The dispute centres on terminals that have been common across Illinois for years but banned outright in Chicago. Now, as the city looks to legalise them as part of its 2026 budget strategy, several ward representatives want to block the devices from their districts entirely.

Council Overrides Ward Requests

Six aldermen introduced local ordinances to ban the machines in their wards, covering the 26th, 27th, 28th, 33rd, 35th, and 49th districts. The License Committee rejected every proposal. That caught many council members off guard.

Alderman Jason Ervin, who sought to keep the terminals out of his West Side ward, said he’d rarely seen the council override a ward-based request. Traditionally, members defer to the local alderman on issues specific to their area.

This case breaks that pattern, suggesting deeper divisions over the policy.
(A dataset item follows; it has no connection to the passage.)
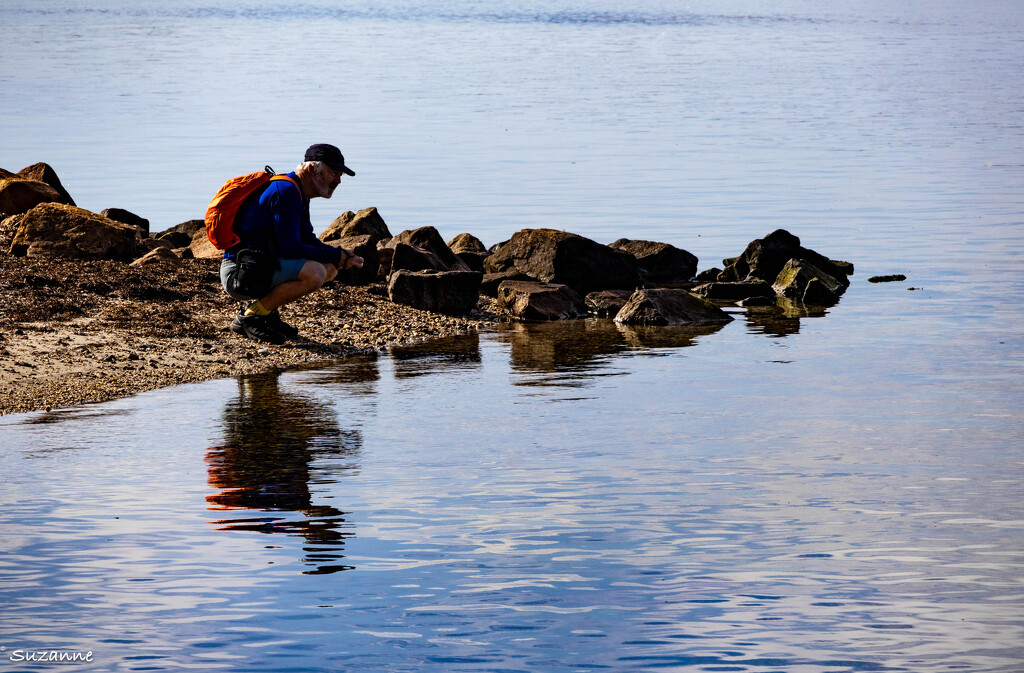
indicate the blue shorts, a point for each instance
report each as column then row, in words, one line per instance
column 289, row 271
Budget Hopes Meet Revenue Doubts

The machines feature in Chicago’s $16.6 billion budget plan for 2026. Supporters reckon they’ll create a steady tax stream by spreading small-scale gaming across neighbourhood businesses. The theory is sound: distribute the revenue base, capture some of what currently goes to venues outside city limits.

Reality may not match the projections. Mayor Brandon Johnson and other officials have expressed doubt about the income potential. More concerning for the city’s gaming industry, Bally’s Corporation warns the move could cost Chicago up to $74 million annually and threaten over 1,000 jobs tied to its planned $1.7 billion casino resort.

That’s a real risk. The city approved Bally’s project expecting it to anchor a proper gaming destination. Flooding the market with terminals in every tavern could cannibalise that investment before it opens.

Security and Social Concerns

Several aldermen have pointed to problems in other Illinois communities where video terminals operate. Local authorities report increased burglaries targeting the machines, which hold cash and can be lucrative targets. Plus, there are concerns about problem gambling in neighbourhood settings where the barriers to play are lower.

Chicago now faces a proper balancing act. Raise revenue without undermining major casino investments, introduce new gaming options without creating security headaches, and satisfy both pro-expansion and cautious council members. The License Committee’s rejection suggests the administration wants the machines citywide, but ward-level resistance indicates this debate is far from settled.

The fundamental question remains: will these machines generate meaningful revenue, or will Chicago end up with the social costs and security concerns while watching projected income fail to materialise?

Other cities have learned that lesson the hard way. Chicago would do well to examine their experience before committing fully to this expansion.

What the team thinks

Carl Mitchell says:

Chicago’s caution here is understandable given the city’s history with gambling regulation, but aldermen need to look at the actual data from the rest of Illinois where these terminals have been operating for years without the sky falling in. The revenue potential is real and measurable, but what concerns me more is whether the proposed operator licensing framework gives independent venues a fair shake or just hands the lot to big gaming companies. If they’re going to do this, they need to ensure local publicans get proper access to quality machines at reasonable rates, otherwise it’s just another corporate carve up that leaves neighbourhood establishments on the outside looking in.